Via S&P:
Our price assumptions for iron ore are unchanged. In our view, favorable steel producer margins and supply side reform in China should underpin steady demand for iron ore this year. This demand, together with disciplined new iron ore supply from major players, should support a relatively stable iron ore price for the rest of 2018. However, we expect the iron ore market to be modestly oversupplied over the next two-to-three years, and result in lower prices over this period. The gradual decline in iron ore price assumptions in 2019 and 2020 is driven mainly by China’s focus on making its economy less investment-dependent, and by continued supply growth from the seaborne market. We expect Chinese steel production growth to be flat in 2018 and decline by about 2% in 2019. In the longer term, we believe a rise in steel scrap use for steel production in electric arc furnaces (versus integrated mills) could also reduce iron ore demand from China.
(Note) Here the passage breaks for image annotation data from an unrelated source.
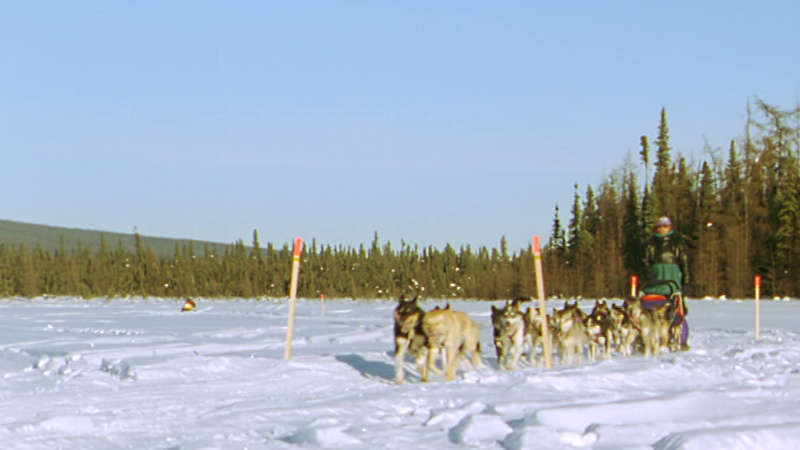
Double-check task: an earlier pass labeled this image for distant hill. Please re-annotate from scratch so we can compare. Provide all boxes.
[0,220,232,256]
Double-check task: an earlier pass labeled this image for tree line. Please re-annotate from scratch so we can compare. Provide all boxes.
[543,100,800,298]
[0,100,800,300]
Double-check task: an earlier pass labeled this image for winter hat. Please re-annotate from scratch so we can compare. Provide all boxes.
[656,216,672,227]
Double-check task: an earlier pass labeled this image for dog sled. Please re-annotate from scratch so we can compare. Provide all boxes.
[639,280,689,350]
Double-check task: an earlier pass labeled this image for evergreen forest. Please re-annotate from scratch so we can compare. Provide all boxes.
[0,100,800,300]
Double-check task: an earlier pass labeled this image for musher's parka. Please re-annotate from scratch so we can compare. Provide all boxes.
[644,230,690,295]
We expect that the penalty for low-grade ore (that is, for ores with less than 62% iron content) and impurities (silica, alumina) could stay elevated for some time. We believe China remains focused on combating pollution and will favor the use of higher-grade ore and a reduction in intake of impurities.
Budget iron ore assumptions remain at $55FOB but that actually nets out at more like $67CFR with discounts and shipping included so the S&P outlook is materially below that of the Budget making any sovereign upgrade very unlikely.